Qualified retirement plans are deferred employee compensation plans that allow the employee to delay receiving earned wages and income until a later date so that the money may be invested and the individual can pay less taxes for that year.
Usually the employer deducts contributions to a qualified retirement plan on behalf of employees who are eligible and claims it as a business expense. In return the employee does not have to pay taxes on the plan until retirement. Although, these types of plans are generally administered and set up by an employer an employee or self-employed person can also set one up through the auspices of a bank or other financial institution.

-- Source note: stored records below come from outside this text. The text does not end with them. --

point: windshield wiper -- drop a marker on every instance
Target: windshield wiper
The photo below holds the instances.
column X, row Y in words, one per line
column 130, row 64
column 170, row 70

Typically, the employer keeps the earned wage and income in a special fund until the employee retired or leaves the company or organization. Examples of qualified retirement plans include 401(k) plans, profit-sharing plans, IRAs and other deferred earnings saving plans that are approved by the codes set up by the Internal Revenue Service.
There are many kinds of qualified retirement plans to explore as an investment option and/or tax deferral option. Examples of qualified retirement plans include 401 k funds, Roth funds, IRAs and profit-sharing plans. However no matter what form your qualified retirement plan takes, the meaning of having one is to help you enjoy some tax privileges during your working years.
The most common form is the pension fund which affords the employee tax privileges while working. In return, the employee is not liable to have to pay taxes until withdrawing the money at retirement.
Profit sharing plans are another common type of qualified retirement plan. Just as is true with a pension plan, employee contributions are placed into the plan on behalf of employees that are deemed eligible for participation in the plan by the company. This may mean that the participant may have had to work a certain number of months at the company.
How much tax the employee has to pay for withdrawing from a qualified retirement plan can depend on tax structures in effect at the time of withdrawal and the total amount of income that was generated by the retired employee.
Individuals that are self-employed or who want to establish additional financial security for their future can also set up an Individual Retirement Plan. This is also known as an Ira and it allows the individual to deposit a certain amount of income into a plan and then be spare the tax liability for that particular year. As with employer-sponsored plans, taxes are paid when withdrawals take place.